To apply the CLT, find the mean and variance of each Bi and from that the mean and variance of Bidi (treating the di as given constants) and from that the mean and variance of Dbar, using the rules of expectation and variance. Based on this find the normal approximation to the full reference distribution of the Dbar values and give the approximate two-sided p-value of Dbar.observed. Examine the variance ratio criterion that plays an important role in the CLT. What is its numerical size here, expressed in terms of the variances of Bidi/n? For the simulation approach generate random vectors (B 1 ,…, Bn) and evaluate Dbar each time, using the given vector (d 1 , …, dn ). Hint: to generate such a vector (B 1 ,…, Bn), note that rbinom(n,1,.5) generates a vector of length n filled with 0’s and 1’s, independently chosen with probability ½ each. You can transform 0’s and 1’s into -1 and +1, respectively, using rbinom(n,1,.5)*a-b for appropriate a and b, try various choices of a and b to get the hang of it. Do this generation of Dbar Nsim=10000 times in a loop as part of a function. This function should also plot a histogram of the Nsim generated Dbar values and show superimposed the normal density determined in the previous approach.
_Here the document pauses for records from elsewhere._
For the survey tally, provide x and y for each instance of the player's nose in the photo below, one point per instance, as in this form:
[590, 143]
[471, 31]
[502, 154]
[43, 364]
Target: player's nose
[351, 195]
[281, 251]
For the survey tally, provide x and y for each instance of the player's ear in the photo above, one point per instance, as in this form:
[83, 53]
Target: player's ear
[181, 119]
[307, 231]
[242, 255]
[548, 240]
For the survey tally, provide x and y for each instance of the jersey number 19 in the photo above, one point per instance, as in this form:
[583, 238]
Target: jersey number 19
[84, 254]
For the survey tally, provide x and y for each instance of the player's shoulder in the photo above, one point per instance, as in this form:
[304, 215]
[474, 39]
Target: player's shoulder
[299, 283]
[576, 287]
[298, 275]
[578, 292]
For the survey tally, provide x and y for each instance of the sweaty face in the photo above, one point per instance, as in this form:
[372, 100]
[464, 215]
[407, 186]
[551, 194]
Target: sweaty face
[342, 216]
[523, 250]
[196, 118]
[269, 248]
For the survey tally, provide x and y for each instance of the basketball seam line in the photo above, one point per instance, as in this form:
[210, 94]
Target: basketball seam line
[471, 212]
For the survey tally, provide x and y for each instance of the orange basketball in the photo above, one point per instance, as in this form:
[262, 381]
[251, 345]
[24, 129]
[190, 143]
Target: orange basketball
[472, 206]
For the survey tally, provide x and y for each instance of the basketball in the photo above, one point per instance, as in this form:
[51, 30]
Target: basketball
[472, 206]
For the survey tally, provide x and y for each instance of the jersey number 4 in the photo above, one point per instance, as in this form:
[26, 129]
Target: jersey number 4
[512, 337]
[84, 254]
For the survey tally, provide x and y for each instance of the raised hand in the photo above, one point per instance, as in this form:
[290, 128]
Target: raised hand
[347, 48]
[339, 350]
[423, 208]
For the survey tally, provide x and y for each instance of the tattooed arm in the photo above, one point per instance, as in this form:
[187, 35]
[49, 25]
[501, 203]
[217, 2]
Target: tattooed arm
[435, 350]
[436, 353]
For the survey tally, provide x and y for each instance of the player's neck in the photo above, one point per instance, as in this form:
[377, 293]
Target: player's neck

This simulated histogram is also a good approximation to the full reference distribution. Use this simulated set of Nsim Dbar values to estimate the two-sided p-value for Dbar.observed. Give the details of your normal approximation, the value of the variance ratio criterion, your simulation code, the histogram plot with normal density, and the two p-value assessments. Try to make the code general enough so that it can be applied to a data set D.vec of any length n>1.